Some of the UK's biggest brands say the majority of money they move will go to short-term, brand marketing.
For the advertiser umbrella group ISBA, data-driven media consultancy Ebiquity surveyed 59 marketers from major brands, collectively representing £1.5 billion in ad spend.
Sixty-nine percent said their 2023 media budgets would be influenced by an expected recession, with marketers under scrutiny to justify spending.
So, what about ad spend that will remain in the market?

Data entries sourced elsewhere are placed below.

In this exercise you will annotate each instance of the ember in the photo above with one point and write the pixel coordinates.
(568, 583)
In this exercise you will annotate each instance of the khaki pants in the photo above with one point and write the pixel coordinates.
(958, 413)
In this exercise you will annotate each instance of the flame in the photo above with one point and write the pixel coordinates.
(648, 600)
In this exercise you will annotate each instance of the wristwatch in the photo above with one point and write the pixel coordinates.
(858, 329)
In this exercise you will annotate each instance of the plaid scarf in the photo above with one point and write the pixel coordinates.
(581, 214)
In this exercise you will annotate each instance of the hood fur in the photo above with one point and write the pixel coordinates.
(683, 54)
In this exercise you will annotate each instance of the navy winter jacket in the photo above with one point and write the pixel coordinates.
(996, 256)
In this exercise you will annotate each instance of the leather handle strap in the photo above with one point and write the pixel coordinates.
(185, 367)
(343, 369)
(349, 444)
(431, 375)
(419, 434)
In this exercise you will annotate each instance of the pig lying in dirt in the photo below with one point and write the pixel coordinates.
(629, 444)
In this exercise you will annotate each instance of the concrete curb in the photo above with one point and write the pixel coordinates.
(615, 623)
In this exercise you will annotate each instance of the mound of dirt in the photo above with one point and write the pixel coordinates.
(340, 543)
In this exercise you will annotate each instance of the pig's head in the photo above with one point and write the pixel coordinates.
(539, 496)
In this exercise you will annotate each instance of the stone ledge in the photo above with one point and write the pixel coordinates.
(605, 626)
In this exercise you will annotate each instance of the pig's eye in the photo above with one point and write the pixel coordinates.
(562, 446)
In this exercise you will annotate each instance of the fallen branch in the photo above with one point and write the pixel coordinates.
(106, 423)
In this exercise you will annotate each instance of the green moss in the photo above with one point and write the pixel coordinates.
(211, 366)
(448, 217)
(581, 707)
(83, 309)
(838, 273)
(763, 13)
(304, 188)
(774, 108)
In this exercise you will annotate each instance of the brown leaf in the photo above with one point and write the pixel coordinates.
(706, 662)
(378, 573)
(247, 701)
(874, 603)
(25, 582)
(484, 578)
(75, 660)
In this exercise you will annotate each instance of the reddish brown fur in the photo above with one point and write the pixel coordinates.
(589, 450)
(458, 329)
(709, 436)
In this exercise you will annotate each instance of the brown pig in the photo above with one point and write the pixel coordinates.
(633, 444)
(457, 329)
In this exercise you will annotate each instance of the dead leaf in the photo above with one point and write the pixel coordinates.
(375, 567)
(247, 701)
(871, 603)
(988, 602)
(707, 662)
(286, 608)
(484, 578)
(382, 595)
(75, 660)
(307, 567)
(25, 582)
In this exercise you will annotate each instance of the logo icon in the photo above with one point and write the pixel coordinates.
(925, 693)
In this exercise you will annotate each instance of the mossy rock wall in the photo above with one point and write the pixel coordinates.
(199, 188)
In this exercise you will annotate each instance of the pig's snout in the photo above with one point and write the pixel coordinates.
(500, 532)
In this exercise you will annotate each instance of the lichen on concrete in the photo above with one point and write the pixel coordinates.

According to the 2023 UK Media Budgets Flash Survey:
The big change in behaviour seen in the research is a different emphasis in the way that money will be allocated next year, with greater emphasis on short-term, brand marketing.
Thirty-one per cent of respondents say they will seek to boost branding, compared to 22% who are focused on increased performance spend in 2023.
Radio and digital audio are amongst the channels brands say they will spend more on.
At times like these, it is often thought brands flock to performance digital marketing channels, which offer targeting, control and attribution.
But the ISBA/Ebiquity study - whose respondents included 11 of the UK's top 50 advertisers, averaging a £25 million ad spend per brand - shows brands are "committed to maintaining planned investments in media", according to ISBA - chiefly, through staying visible.
Airbnb switched its advertising strategy from performance marketing, including search engines, toward brand-building in 2019, believing the role of marketing is "education", not "to buy customers" - and found results so favourable that it made the switch permanent.
There is plenty of research, going back decades, showing how brands that invest through recessions while rivals pull back are those which can emerge ahead.
We are about to find out whether that proves to be correct again and, if it does, who the beneficiaries may be.